## Solving a gamebook : introduction

### This post is part of the "Gamebook solver" serie:

- Solving a gamebook : introduction
- Solving a gamebook : roadmap
- Solving a gamebook : chapters
- Solving a gamebook : game state and probability
- Solving a gamebook : implementing the combat system, and first optimizations
- Solving a gamebook : solving the cartwheel game
- Solving a gamebook : a smarter solver
- Solving a gamebook : a simple solver

I will start a series about writing a gamebook solver, more specifically the Fire on the Water episode in the Lone Wolf series. There are several advantages in choosing this book: it is freely available online, it is relatively linear (see the graph), and I liked this series when I was much younger ...
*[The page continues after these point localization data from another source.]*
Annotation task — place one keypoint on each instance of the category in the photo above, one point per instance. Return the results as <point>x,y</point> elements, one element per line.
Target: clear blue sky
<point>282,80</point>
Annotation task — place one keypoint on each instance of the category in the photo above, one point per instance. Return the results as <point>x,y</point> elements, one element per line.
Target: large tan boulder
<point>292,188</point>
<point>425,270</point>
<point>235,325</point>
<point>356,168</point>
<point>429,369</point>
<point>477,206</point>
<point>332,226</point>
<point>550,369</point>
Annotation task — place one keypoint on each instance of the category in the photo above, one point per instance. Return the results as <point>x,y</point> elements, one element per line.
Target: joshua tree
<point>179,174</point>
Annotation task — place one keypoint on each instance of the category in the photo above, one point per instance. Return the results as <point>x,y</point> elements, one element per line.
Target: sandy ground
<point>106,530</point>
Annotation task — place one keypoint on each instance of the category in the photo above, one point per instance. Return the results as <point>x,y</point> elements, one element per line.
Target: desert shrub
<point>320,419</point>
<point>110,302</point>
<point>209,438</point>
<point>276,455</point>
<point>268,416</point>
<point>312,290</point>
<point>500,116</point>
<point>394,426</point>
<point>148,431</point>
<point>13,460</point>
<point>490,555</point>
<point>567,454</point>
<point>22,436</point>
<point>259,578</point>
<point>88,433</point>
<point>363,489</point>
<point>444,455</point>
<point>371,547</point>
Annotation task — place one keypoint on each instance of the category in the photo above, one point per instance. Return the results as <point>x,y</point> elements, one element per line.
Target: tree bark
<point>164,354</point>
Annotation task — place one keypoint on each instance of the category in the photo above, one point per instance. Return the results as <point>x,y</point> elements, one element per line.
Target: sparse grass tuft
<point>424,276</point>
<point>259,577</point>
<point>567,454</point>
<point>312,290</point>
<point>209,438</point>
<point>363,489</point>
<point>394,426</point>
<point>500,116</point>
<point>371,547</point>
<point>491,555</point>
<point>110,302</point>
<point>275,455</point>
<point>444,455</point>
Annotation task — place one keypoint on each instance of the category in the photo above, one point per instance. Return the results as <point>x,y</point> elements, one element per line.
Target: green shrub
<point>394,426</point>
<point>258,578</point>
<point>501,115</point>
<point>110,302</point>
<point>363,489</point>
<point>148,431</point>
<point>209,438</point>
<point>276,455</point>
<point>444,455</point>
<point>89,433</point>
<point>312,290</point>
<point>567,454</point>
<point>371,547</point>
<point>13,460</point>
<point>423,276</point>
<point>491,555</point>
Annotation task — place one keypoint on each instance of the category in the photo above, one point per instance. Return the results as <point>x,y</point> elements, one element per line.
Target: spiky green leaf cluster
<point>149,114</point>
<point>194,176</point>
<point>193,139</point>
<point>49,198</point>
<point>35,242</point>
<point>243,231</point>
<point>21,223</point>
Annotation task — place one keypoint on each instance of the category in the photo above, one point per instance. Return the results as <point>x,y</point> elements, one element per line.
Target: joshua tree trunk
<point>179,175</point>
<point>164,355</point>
For those who did not grow up in the 80's, a gamebook is a book, divided in small chapters. The book tells an interactive story, where the player can make decisions affecting the outcome of the adventure. Each of the chapters describe the current situation, and give a choice to the player, which usually result in jumping to another chapter. As an example, take a look at the first chapter of the book.

In this context, solving the book means writing a program that will be able to decide what the optimal choice is at each chapter. However, most gamebooks include dice rolls, coin tosses or other random effects. This is the case in the Lone Wolf series, where the player is asked to close his eyes, and place a pencil at random on a numbered grid to "roll" a random number ranging from 0 to 9. The solver I will develop *should* also be able to give the exact success probably associated with each choice.

I have tried twice already to solve a Lone Wolf gamebook, so this blog posts serie will include a few tricks I have learned from the previous failures. Hopefully, the third time's a charm!